You can also embed plots, for example:

```{r pressure, echo=FALSE}
plot(pressure)
```


Note that the `echo = FALSE` parameter was added to the code chunk to prevent printing of the R code that generated the plot.


```{r warning = FALSE, message = FALSE}
library(skimr)

skim(cars)
```

The output should look at below:

_images/r-report.png

R App Options

Name

Give your R app a name. The name will appear as the map title on the dashboard.

_images/Name-Desc.png

Description

The Description is the text that will appear at the bottom of the map link

_images/Name.png

Data Update (Cache)

For dynamic R apps that connect to a databases, you can set the update frequency

_images/Update.png

If you wish to set a custom interval, select custom:

_images/Update-2.png

When Updates are selected, this is the interval at which your app will be recompiled against the database.

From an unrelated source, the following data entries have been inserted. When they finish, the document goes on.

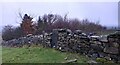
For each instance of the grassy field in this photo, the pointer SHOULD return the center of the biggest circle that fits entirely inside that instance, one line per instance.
(38, 55)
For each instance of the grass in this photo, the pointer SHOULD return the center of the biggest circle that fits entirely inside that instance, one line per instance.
(38, 55)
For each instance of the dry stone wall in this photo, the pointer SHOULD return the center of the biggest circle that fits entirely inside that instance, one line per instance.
(67, 41)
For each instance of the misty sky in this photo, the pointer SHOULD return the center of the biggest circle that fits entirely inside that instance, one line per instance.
(105, 12)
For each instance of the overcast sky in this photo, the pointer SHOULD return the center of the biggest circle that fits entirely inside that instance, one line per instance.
(105, 12)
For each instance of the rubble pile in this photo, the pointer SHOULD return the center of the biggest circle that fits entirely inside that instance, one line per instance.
(67, 41)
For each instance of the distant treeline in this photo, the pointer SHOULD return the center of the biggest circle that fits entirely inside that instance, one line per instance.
(48, 22)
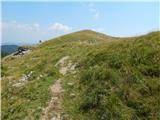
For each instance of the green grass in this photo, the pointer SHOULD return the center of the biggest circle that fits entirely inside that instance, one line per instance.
(116, 78)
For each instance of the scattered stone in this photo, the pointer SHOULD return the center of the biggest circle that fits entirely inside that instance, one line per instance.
(21, 51)
(65, 65)
(72, 95)
(18, 84)
(70, 84)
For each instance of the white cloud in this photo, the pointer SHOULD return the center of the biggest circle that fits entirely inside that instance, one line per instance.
(20, 26)
(96, 15)
(59, 27)
(92, 9)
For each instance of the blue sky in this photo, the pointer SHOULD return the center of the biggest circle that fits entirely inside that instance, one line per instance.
(29, 22)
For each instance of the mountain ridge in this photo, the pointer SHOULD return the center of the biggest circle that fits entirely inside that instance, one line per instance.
(101, 78)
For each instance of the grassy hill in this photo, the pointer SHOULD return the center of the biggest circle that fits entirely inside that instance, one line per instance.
(103, 78)
(8, 49)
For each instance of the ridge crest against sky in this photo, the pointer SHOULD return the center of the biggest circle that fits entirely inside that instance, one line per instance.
(29, 22)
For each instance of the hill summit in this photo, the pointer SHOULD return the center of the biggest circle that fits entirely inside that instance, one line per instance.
(84, 76)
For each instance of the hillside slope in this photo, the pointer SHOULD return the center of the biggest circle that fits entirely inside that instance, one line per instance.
(84, 76)
(8, 49)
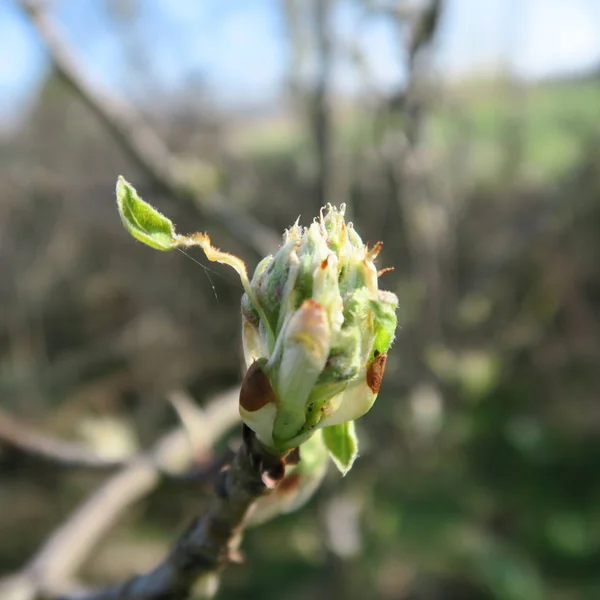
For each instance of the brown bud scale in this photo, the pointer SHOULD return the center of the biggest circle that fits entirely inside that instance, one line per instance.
(256, 390)
(375, 372)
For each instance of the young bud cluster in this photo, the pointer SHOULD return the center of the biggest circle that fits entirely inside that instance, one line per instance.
(316, 330)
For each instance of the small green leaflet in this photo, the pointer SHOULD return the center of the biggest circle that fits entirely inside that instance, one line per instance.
(342, 445)
(142, 221)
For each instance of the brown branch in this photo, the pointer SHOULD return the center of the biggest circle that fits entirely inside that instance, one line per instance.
(211, 542)
(19, 438)
(61, 556)
(140, 141)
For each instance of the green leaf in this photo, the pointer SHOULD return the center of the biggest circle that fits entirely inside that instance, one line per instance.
(342, 445)
(143, 221)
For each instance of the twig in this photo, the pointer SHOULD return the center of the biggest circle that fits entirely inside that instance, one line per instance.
(67, 548)
(140, 141)
(210, 543)
(20, 438)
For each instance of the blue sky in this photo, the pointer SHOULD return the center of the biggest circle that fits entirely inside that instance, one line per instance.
(238, 47)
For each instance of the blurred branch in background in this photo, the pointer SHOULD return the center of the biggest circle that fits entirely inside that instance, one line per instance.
(142, 143)
(321, 100)
(55, 566)
(410, 158)
(16, 437)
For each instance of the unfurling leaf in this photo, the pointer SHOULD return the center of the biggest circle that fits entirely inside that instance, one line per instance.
(342, 445)
(143, 221)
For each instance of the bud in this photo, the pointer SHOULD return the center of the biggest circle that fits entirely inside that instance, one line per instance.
(317, 353)
(315, 327)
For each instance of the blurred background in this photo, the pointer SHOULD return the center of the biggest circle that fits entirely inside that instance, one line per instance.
(464, 134)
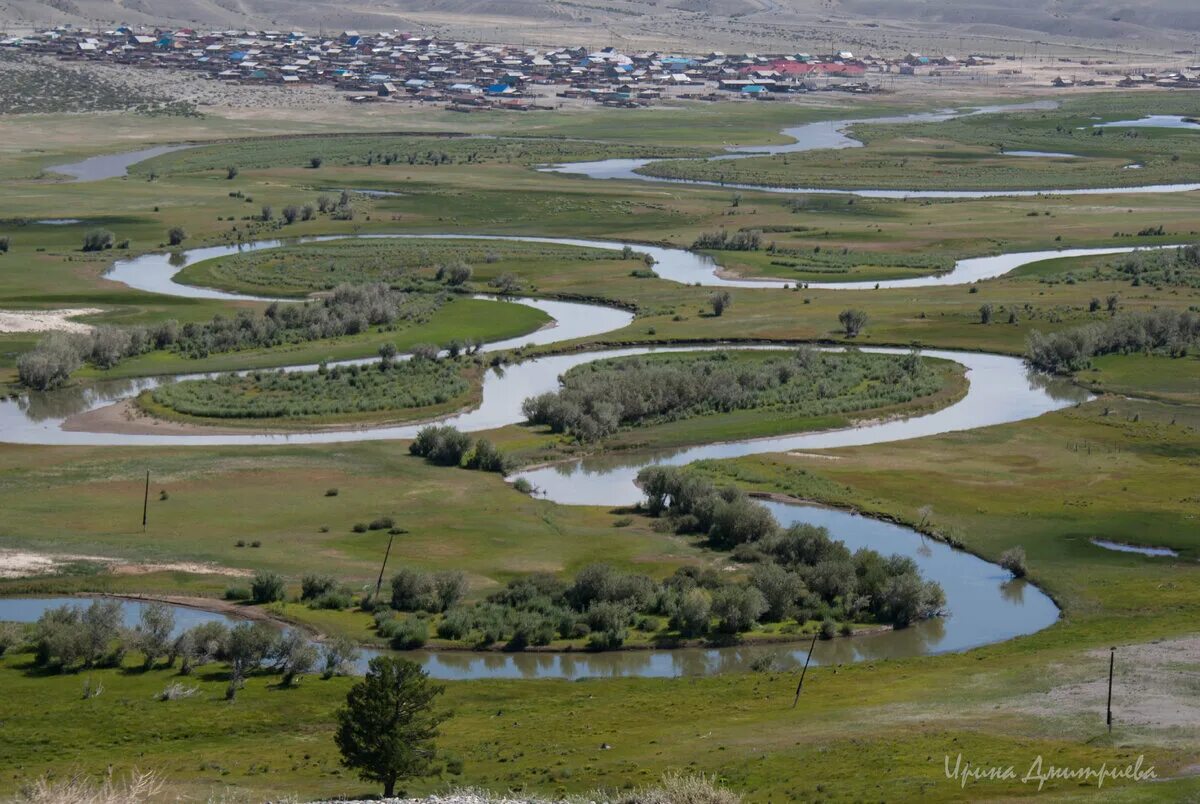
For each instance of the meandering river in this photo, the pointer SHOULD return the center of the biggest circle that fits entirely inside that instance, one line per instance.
(984, 605)
(832, 135)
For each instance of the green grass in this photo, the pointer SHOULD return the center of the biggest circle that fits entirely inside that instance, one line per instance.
(863, 732)
(409, 390)
(967, 154)
(459, 319)
(301, 269)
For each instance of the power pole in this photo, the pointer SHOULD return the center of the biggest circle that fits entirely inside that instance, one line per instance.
(391, 537)
(804, 672)
(145, 502)
(1113, 658)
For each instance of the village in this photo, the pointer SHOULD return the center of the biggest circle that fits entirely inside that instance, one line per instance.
(402, 67)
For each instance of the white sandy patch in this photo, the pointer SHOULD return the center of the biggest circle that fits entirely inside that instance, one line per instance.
(45, 321)
(21, 563)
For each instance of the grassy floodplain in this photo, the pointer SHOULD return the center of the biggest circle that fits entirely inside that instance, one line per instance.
(1115, 468)
(985, 703)
(975, 153)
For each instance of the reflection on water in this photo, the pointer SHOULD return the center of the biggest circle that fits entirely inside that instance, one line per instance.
(461, 665)
(111, 166)
(1153, 121)
(1158, 552)
(983, 605)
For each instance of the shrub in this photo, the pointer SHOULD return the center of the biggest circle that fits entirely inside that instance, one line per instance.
(99, 240)
(409, 634)
(455, 624)
(486, 457)
(11, 635)
(51, 363)
(267, 587)
(313, 586)
(425, 352)
(441, 444)
(413, 591)
(339, 655)
(691, 615)
(1013, 559)
(738, 609)
(455, 274)
(852, 322)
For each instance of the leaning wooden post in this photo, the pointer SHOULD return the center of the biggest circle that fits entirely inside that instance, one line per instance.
(1113, 657)
(383, 567)
(145, 502)
(803, 672)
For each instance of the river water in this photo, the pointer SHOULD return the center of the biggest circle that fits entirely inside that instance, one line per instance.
(984, 604)
(832, 135)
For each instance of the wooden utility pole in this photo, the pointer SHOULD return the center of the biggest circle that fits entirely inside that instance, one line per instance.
(803, 672)
(384, 565)
(145, 502)
(1113, 658)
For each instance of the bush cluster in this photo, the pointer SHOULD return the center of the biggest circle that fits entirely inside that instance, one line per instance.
(349, 310)
(600, 397)
(328, 391)
(822, 573)
(1156, 331)
(447, 445)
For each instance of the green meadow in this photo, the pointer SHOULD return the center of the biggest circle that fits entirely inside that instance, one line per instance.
(1122, 467)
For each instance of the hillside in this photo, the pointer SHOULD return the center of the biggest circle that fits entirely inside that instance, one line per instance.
(1156, 27)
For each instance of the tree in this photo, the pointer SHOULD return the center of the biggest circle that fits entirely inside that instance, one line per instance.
(779, 588)
(101, 624)
(153, 633)
(245, 648)
(387, 729)
(690, 617)
(852, 322)
(738, 609)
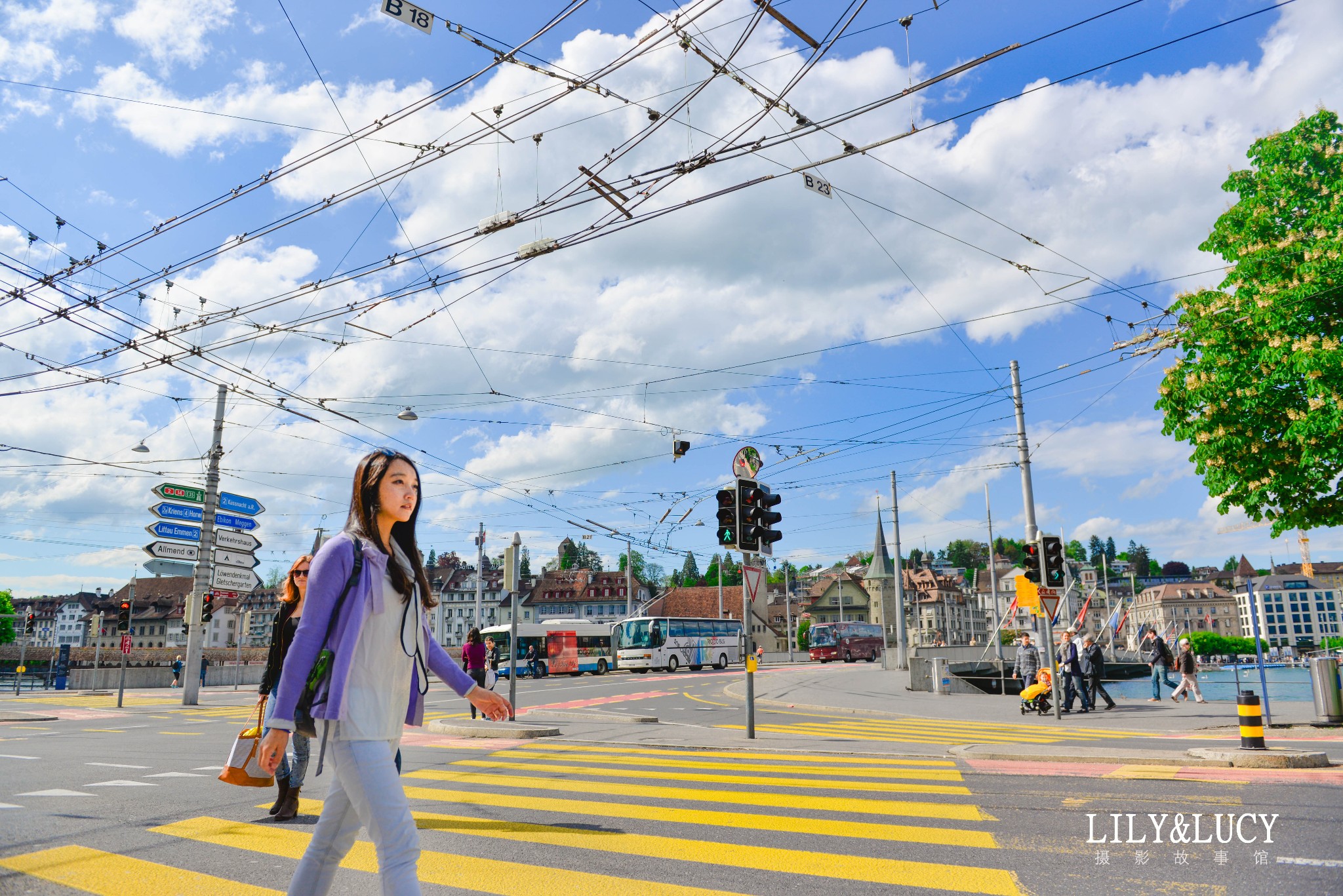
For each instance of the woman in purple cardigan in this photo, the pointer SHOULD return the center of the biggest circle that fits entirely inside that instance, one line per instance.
(382, 646)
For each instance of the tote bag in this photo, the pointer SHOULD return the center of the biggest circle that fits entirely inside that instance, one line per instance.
(243, 768)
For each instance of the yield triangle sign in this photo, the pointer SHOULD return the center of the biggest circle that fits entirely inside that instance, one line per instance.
(752, 577)
(1048, 605)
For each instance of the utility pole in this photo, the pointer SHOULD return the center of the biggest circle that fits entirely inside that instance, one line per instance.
(480, 573)
(512, 585)
(993, 583)
(902, 642)
(205, 563)
(130, 632)
(97, 649)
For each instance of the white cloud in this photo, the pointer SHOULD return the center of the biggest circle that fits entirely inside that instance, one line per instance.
(174, 31)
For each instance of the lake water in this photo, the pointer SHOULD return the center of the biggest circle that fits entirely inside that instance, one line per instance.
(1220, 684)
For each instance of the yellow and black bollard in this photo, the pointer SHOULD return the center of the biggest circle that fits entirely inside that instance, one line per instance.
(1252, 720)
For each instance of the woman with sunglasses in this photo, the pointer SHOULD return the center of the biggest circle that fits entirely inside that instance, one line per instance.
(289, 778)
(382, 655)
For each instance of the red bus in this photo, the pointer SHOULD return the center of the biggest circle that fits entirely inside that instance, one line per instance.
(848, 641)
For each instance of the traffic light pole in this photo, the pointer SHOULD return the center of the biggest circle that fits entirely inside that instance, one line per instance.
(205, 566)
(121, 687)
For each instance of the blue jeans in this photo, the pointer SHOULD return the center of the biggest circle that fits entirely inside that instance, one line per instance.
(365, 793)
(1161, 672)
(296, 771)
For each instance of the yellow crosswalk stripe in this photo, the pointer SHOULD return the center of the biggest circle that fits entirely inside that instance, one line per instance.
(109, 875)
(461, 872)
(916, 774)
(734, 754)
(743, 821)
(810, 783)
(853, 805)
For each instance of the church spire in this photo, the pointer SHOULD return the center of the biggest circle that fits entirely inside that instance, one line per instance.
(880, 566)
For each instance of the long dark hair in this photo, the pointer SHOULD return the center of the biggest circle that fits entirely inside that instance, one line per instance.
(291, 589)
(363, 520)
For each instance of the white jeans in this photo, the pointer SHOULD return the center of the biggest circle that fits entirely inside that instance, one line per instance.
(1190, 684)
(366, 792)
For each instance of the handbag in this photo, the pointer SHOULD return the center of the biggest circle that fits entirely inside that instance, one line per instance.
(243, 768)
(319, 677)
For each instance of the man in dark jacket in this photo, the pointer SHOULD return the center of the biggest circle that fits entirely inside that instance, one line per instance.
(1094, 669)
(1159, 659)
(1071, 669)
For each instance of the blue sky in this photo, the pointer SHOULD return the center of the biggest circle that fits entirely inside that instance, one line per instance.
(844, 336)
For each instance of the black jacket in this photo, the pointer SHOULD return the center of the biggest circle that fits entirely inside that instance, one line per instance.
(1094, 661)
(275, 659)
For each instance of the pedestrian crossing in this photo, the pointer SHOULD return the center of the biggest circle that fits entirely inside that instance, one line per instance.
(935, 731)
(579, 820)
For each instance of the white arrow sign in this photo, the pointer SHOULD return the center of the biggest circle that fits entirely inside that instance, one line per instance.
(235, 540)
(172, 551)
(235, 559)
(234, 579)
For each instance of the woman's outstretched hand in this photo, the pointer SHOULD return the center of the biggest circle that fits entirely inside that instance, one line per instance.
(271, 750)
(489, 703)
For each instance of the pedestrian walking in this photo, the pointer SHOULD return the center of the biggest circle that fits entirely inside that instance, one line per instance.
(1071, 667)
(1028, 663)
(378, 657)
(1094, 669)
(289, 777)
(1159, 659)
(473, 660)
(1188, 668)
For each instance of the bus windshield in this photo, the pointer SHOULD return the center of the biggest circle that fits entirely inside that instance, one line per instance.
(635, 634)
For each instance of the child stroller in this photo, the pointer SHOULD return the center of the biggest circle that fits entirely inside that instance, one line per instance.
(1036, 697)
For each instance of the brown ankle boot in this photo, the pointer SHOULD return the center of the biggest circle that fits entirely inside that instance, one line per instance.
(284, 790)
(291, 806)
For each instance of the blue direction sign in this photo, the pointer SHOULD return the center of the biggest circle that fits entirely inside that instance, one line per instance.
(178, 512)
(175, 531)
(231, 522)
(239, 504)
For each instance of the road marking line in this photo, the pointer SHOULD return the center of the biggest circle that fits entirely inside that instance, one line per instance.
(735, 754)
(854, 805)
(742, 821)
(919, 774)
(448, 870)
(109, 875)
(809, 783)
(115, 765)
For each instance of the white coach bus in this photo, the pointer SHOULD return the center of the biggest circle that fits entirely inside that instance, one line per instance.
(648, 642)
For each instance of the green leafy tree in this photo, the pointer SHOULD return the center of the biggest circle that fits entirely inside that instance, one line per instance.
(1256, 390)
(6, 625)
(803, 633)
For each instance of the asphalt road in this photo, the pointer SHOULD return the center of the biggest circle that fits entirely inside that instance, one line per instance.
(127, 804)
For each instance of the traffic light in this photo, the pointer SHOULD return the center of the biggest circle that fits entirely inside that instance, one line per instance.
(1052, 549)
(1030, 562)
(747, 507)
(727, 515)
(767, 519)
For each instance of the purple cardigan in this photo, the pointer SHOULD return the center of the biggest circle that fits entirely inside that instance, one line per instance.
(331, 570)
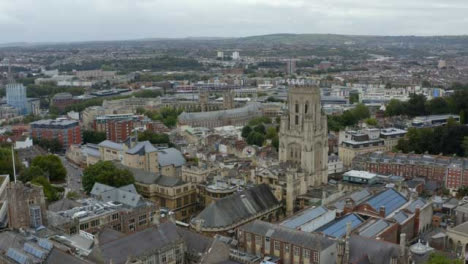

If you have enabled Updates, but wish to Update immediately, you can do so by clicking the Clear Cache icon on the Map page:

_images/clear-cache.png

Thumbnail Image:

Upload a thumbnail image for your map to be displayed on the home page.

_images/Thumbnail.png

Info Box.

The InfoBox is a modal information box you can display to map users.

_images/Info-Box.png

Security

Maps can be Private or Public.

The Security section is where you assign permissions to your map.

Security is Group based, so any users belonging to the Group will be able to view the map.

_images/users-3.jpg
  1. Private

Private apps can be viewed by the user logging into your map portal or via Secure Share link (for temporary access)

For example, since we gave access to the Group containing user Jane Doe, when she logs in she will see only the two maps she has permissions to

_images/users-2.jpg
  1. Public

You can also tick the “Public” box to make your app public.

_images/public-users.jpg

If your map is “Public”, you can use the map url to display the map.

By default, the app is full screen. You can also use an iframe.